Özgürlüğe doğan bir umut
1962
yılında Filistin topraklarının haritalardan silinmek üzere olduğu bir dönemde Yahya
el Sinvar dünyaya geldi. Han Yunus Mülteci Kampı'nda gözlerini açan bu çocuk
daha ufak yaşlarında işgalin ne anlama geldiğini kavradı. Filistin'de doğan her
birey, özgürlük için yanan bir yürek ve kırılamaz bir irade taşımak zorundaydı.
Sinvar’ın yaşamı bu temel değerler üzerine kuruldu.
Zindanlardan
Yükselen Mücadele
1988'de
ömür boyu hapis cezasına çarptırıldığında dahi, Sinvar korku nedir bilmedi.
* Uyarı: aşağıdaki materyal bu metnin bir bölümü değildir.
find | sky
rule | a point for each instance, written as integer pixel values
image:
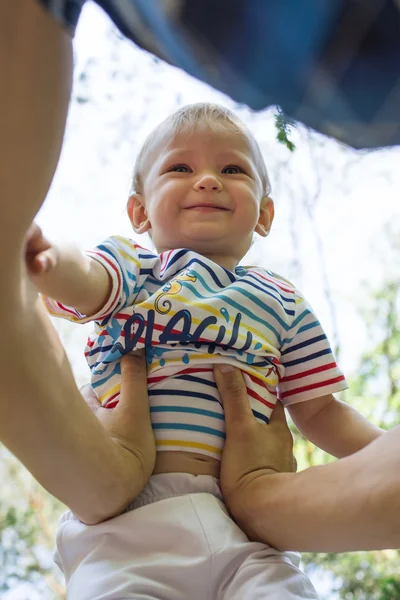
(333, 204)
Karanlık zindanlar onun için özgürlüğe açılan pencerelerdi. Hapishaneler Filistin'in
özgürlük mücadelesindeki zorunlu duraklar olarak görüldü. 2011'deki Vefa-ül
Ahrar anlaşmasıyla serbest bırakıldığında o artık direnişin simgesi haline
gelmişti. Sinvar, özgürlüğün bedelinin ağır olduğunu biliyordu ve bu uğurda her
türlü fedakarlığı göze almıştı.
Sinvar,
Filistin direnişinin sadece bir lideri değil, bir sembolüydü. İsrail’in işgal
politikalarına karşı direnişin en önemli isimlerinden biri haline geldi. Onun
şehadeti, Filistin davasını daha da güçlendirdi ve mücahitlerin iradesini
pekiştirdi. Bu topraklar, şehit kanlarıyla bereketlenmiş ve direnişin sembolü
olmuştur. Sinvar, bu mücadelede önder olarak Filistin halkının onur
mücadelesinde kilit bir isim olarak tarihe geçti.
Bir
Kahramanın Mirası
Sinvar’ın
mücadelesi, sadece Filistin halkına değil, dünya genelinde zulme karşı direnen
tüm mazlumlara ilham kaynağı oldu. Sinvar’ın şehadeti adalet arayışında olan
herkese bir çağrı niteliği taşıyordu. İsrail’in tüm manipülasyonlarına rağmen,
Sinvar’ın direnişi dünya çapında yankı buldu. Sinvar’ın yaşamı ve mücadelesi,
Filistin topraklarında dökülen şehit kanlarının Filistin davasına kazandırdığı
bereketin bir yansımasıdır.
Yahya
el Sinvar’ın mücadelesi ve şehadeti Filistin davasını sahiplenen her birey için
bir onur simgesi olarak kabul edilmektedir. Onun vasiyeti, Filistin halkına ve
gelecekteki nesillere sesleniyordu: "Teslim olmayın, mücadelenizi asla
bırakmayın."
**
Filistin
Halkının Direnişten Başka Çaresi Yok
İsrail
Filistinlilere kendi devletlerini kurma hakkını her fırsatta reddetmiş, Batı
Şeria ve Gazze’yi de içine alan bir İsrail devleti hayalini açıkça dile
getirmiştir. Filistinlilerin topraklarına ve evlerine el koyan bu politikalar
karşısında Filistin halkının direnişten başka bir çaresi kalmamıştır. Mescid-i
Aksa’ya yönelik saldırılar İsrail’in işgal politikalarını daha da
derinleştirmiştir.
Gazze
halkı ise 17 yılı aşkın bir süredir ablukaya ve açlığa mahkûm edilmiş
durumdadır. Filistinliler insanlık dışı koşullarda yaşamaya zorlanıyor ve kendi
topraklarında köleleştirilmeye çalışılıyor. Bu duruma her insan isyan eder.
Tüm
bu adaletsizlikler karşısında Filistin halkı onurlu bir direnişi seçmiştir.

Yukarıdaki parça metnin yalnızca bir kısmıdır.